Chapter 59: St. Bernarard And The Bendictine Monks
Pope Sylvester, born Gerbert d’Aurillac, known also as the Benedictine monk, was a Gnostic and heretic who encouraged and brought about great strides in science, mathematics, and architecture through his own broad- based knowledge he obtained from Arabs in Spain. 47 Pope Sylvester was famous for his knowledge of Oriental studies, the Hermetic sciences, and of course, magic. 48 Sylvester lived one hundred years before the Crusades, but he secretly hoped Europeans would one day regain Jerusalem to retake the temple treasures holding universal understanding that were hidden there. 49 This certainly testifies to the accuracy and validity of Gnostics and Manicheans successfully working their way into the Roman Church and into the Collegia to destroy Catholicism from within.
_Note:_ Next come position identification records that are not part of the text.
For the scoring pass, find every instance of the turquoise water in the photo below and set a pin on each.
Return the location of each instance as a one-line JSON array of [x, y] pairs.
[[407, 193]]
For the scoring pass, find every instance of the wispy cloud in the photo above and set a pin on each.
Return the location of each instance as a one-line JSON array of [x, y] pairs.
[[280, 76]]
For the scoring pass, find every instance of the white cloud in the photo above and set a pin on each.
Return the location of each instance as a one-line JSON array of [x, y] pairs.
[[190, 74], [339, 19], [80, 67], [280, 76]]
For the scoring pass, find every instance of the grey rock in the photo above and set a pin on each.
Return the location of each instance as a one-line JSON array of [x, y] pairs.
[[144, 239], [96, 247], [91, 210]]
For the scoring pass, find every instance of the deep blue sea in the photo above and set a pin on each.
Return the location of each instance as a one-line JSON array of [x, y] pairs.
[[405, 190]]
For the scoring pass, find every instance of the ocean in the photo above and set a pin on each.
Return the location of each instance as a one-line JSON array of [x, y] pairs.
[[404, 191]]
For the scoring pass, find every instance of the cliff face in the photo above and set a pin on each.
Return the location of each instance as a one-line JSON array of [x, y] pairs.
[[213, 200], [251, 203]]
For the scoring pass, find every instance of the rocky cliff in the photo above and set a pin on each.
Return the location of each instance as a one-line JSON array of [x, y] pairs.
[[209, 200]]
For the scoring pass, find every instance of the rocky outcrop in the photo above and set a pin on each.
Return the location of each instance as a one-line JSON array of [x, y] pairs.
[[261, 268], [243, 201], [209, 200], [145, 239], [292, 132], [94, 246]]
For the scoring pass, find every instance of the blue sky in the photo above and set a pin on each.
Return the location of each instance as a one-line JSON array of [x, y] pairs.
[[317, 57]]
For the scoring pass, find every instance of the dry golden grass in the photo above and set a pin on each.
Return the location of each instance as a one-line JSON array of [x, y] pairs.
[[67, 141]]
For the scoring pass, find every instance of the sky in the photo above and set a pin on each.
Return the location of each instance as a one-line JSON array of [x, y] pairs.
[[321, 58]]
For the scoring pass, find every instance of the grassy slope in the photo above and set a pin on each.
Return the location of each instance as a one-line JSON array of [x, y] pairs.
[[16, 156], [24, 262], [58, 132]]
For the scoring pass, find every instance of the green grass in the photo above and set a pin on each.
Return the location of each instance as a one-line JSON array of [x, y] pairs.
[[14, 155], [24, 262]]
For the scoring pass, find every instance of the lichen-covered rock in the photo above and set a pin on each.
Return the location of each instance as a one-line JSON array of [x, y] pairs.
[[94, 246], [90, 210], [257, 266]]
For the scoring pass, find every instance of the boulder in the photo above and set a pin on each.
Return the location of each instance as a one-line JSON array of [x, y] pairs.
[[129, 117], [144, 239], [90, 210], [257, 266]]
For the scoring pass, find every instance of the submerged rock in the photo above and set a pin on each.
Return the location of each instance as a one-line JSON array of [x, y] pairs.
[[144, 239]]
Builder guilds, then, after the fall of the Roman Empire, descended from the Roman Collegia through to the Benedictine monks, to the mystical brotherhoods formed in the twelfth century that built Chartres. In fact, the Templars were initially students of the Benedictine monks, who taught the Templars the building skills, and both (Snake) Orders, of course, always kept very close ties to each other. 50 Templars reorganized the Mason guilds in the twelfth century 51 and became patrons for the first trade guilds, which were wholly independent of the church. 52 From the twelfth century forward, Templars were heavily involved in all of the Free Craftsman trades and their organizations. 53
These specialized Masons reorganized by the Templars, who became known as the Children of Solomon, 54 were secretly instructed by St. Bernard’s Cistercian Order in the knowledge of Solomon. 55 This Jerusalem- based knowledge was brought to the Cistercians for both safekeeping and translation by the founding Templars. 56 St. Bernard’s Cistercian Order was the very same Benedictine Order that adopted the Celtic Christian Church of Scotland and Ireland, thus reuniting the parallel Benedictine Orders. Masons, builders of any sort, and clerics that belonged to the Benedictine or Templar Guilds were free to move in any country, all under the protection and laws of the Templar Order. 57
The European Notre Dame Cathedrals were all designed in the Gothic tradition, the art Gothique, or Argot, from the Langue Argot, the guardian language of the Golden Fleece, from the mystical, Greek legend of Jason and the Argonauts.